The replacement was a 1953 Bentley Mark VI in battleship grey. Then, probably fed up with driving this tank of a car he fetches up in a Bentley Continental for Thunderball.
It’s not until Goldfinger that Bond finally enters into more familiar territory and borrows the MI6 motor-pool’s Aston Martin DB3 (I’m imagining that the current car pool at the Big Spy House in Vauxhall is slightly more humble). The Aston was also laden with gadgets, not yet quite as sophisticated as the silver screen versions, but it included a pistol hidden in a trick compartment under the driver’s seat, a homing device and a switch to alter the colour of the front and rear lights.
Bond then starts his search for something a bit more special. Fleming conceived a motor based on his two favourite cars – a Continental Bentley and a Ford Thunderbird. Bond took a Bentley wreck to Mulliners with £3000 in his pocket and they created a two-seater sports car. ‘Bond loved her more than all the women at present in his life rolled, if that were feasible, together.’

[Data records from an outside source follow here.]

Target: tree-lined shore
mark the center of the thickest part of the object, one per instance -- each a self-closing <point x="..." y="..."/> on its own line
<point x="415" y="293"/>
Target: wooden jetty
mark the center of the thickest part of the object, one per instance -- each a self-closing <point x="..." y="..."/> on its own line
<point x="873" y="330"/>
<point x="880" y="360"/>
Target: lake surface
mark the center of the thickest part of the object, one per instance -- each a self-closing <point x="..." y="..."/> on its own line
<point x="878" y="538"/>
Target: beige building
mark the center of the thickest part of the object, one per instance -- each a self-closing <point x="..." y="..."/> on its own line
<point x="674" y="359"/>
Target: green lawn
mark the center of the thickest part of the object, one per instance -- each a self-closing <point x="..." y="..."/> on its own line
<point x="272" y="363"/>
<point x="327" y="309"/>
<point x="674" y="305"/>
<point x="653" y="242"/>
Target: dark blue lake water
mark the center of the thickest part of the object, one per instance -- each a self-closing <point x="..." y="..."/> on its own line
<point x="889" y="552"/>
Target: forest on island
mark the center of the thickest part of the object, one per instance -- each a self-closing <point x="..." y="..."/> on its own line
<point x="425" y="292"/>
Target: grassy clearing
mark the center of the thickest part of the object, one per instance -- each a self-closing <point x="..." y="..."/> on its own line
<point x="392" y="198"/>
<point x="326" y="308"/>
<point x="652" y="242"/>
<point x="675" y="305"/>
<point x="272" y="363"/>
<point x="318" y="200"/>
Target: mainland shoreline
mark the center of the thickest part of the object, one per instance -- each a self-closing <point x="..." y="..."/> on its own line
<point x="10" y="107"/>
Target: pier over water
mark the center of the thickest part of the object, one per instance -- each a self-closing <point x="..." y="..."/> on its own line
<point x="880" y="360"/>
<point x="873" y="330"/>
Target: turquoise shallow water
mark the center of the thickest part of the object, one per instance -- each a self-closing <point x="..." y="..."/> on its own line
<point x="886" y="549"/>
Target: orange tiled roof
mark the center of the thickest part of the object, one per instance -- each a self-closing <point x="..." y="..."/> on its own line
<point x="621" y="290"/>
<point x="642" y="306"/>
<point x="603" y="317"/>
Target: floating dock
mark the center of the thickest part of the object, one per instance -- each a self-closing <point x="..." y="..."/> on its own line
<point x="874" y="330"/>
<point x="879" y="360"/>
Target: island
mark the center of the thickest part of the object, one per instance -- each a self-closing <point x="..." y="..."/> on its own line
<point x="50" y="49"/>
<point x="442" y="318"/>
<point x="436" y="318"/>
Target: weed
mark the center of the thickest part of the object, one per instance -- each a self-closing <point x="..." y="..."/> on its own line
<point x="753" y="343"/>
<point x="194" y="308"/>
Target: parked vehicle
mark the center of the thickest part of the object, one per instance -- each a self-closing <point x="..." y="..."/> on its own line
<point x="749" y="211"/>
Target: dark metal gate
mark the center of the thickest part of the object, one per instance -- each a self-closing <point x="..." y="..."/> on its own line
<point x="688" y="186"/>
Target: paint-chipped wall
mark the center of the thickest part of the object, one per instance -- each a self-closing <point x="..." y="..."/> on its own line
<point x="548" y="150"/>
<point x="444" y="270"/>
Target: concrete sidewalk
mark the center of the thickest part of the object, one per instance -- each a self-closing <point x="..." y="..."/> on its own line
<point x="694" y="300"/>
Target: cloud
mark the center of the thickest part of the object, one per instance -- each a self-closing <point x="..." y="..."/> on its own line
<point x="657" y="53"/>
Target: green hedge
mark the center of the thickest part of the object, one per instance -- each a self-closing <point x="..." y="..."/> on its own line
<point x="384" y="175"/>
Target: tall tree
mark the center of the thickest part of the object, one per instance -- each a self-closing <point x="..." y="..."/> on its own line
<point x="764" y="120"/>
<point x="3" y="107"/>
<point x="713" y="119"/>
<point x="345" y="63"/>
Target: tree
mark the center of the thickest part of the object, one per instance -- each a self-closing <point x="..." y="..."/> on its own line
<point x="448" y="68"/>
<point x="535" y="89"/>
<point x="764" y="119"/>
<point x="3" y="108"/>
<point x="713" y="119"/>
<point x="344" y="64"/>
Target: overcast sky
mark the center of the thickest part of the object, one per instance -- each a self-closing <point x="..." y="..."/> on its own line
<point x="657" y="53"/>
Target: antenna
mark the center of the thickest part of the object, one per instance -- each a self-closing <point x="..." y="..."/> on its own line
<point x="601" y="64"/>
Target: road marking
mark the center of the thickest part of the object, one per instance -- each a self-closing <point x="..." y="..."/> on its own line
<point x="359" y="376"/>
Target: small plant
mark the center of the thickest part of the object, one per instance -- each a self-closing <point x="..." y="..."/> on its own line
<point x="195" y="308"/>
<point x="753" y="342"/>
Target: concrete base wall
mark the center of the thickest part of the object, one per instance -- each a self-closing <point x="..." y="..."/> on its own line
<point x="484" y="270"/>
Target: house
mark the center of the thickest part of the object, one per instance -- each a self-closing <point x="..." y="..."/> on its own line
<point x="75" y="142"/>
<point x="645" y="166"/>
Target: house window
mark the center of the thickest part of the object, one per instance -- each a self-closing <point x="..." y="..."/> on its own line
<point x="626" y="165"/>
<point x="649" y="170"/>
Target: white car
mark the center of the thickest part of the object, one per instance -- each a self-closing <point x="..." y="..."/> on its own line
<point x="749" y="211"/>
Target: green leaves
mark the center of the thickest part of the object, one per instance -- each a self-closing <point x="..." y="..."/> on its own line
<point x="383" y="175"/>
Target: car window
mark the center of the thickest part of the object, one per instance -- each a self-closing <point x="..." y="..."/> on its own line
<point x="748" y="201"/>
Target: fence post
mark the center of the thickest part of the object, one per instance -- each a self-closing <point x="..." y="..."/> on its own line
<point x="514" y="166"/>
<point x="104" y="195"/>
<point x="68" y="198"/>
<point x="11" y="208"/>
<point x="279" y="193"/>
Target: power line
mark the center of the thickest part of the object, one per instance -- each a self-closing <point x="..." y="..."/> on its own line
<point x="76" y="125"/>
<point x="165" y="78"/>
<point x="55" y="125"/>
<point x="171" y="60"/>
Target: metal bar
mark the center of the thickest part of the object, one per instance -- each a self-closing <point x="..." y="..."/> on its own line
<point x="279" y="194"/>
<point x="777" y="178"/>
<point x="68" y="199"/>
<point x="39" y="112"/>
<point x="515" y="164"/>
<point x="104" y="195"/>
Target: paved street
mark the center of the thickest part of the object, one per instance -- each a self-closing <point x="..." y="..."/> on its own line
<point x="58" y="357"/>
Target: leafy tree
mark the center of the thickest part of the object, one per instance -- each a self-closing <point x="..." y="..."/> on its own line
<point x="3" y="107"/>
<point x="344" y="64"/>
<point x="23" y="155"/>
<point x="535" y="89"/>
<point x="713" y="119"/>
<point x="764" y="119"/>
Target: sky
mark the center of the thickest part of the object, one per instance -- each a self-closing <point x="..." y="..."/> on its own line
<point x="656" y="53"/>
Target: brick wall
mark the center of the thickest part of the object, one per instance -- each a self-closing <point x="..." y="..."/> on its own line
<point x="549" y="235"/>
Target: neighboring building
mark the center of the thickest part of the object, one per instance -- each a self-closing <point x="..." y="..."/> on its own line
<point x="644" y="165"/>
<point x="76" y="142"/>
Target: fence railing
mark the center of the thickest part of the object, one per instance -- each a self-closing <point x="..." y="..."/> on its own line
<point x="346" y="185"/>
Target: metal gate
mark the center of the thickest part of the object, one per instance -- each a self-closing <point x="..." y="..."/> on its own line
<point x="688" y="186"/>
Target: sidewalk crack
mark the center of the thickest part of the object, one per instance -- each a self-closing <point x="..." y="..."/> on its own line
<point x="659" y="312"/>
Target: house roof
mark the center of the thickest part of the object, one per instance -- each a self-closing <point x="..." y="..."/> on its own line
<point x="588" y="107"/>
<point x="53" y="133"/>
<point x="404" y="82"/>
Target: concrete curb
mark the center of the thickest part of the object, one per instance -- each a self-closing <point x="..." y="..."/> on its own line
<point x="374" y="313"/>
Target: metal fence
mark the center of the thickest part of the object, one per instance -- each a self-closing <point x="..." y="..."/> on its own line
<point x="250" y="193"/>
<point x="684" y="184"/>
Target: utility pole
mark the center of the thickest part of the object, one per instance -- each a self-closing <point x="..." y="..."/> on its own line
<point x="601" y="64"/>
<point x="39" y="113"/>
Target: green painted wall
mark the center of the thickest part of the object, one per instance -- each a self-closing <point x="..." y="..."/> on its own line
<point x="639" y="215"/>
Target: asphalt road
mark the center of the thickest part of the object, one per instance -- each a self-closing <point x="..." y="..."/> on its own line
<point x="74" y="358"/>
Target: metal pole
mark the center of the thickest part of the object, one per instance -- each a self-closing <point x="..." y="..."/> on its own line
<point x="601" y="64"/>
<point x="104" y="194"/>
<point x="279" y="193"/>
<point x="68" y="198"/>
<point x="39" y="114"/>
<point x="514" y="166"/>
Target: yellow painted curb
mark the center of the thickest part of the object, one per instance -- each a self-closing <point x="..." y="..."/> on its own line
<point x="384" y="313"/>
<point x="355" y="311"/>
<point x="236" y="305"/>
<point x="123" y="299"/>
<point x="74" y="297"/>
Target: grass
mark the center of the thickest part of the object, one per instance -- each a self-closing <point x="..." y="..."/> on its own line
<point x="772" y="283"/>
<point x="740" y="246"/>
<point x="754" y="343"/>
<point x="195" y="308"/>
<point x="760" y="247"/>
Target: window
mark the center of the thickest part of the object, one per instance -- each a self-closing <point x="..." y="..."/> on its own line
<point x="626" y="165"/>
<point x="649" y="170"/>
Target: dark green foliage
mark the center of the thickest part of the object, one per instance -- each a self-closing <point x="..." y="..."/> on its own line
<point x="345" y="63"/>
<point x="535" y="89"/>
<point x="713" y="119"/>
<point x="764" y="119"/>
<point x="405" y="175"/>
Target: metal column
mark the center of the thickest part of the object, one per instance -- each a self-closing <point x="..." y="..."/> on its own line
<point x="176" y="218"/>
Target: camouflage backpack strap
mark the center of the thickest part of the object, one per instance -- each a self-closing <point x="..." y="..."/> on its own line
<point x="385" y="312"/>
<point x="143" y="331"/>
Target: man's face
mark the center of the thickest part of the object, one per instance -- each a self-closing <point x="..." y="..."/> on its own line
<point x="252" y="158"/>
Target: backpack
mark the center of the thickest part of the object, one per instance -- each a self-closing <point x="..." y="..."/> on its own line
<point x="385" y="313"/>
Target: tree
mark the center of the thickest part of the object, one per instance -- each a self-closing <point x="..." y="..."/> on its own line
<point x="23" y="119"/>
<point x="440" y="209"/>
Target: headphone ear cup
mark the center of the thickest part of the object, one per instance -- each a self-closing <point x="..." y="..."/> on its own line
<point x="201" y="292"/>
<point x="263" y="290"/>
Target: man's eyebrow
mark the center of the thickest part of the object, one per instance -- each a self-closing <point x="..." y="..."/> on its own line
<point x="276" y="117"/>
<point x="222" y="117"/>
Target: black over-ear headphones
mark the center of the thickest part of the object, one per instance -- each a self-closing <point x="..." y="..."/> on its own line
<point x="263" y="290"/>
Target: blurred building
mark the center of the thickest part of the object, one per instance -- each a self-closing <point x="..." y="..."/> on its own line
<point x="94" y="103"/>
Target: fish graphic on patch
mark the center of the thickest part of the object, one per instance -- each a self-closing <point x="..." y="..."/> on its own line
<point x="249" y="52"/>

After Fleming’s death other authors have carried on the 007 legend. In the 80s, John Gardner brings Bond up-to-date and down-to-earth by giving him a Saab 900 Turbo (Bond as undercover architect if you will). The Saab, dubbed the ‘Silver Beast’, was modified for Bond by real-life company Communication Control Systems Ltd (not quite as memorable or as glamorous as Q but these were obviously austere times for M16). They’re good value at the moment so snap yourself up a Bond car while the going is good (only a bullet riddled 2CV is cheaper).
But it’s in William Boyd’s continuation novel, Solo, that Bond really gets his car mojo back. It’s 1969 and with his Bentley out of action, the Jensen Interceptor catches his eye. The salesman takes Bond around to the back of the Park Lane showroom and introduces him to the larger four-wheel-drive FF model. Bond was smitten.
‘Bond felt he was in a low flying plane rather than an automobile as he accelerated the Jensen…. If you needed a car to boost your ego, Bond thought, then the Jensen FF would do the job admirably.’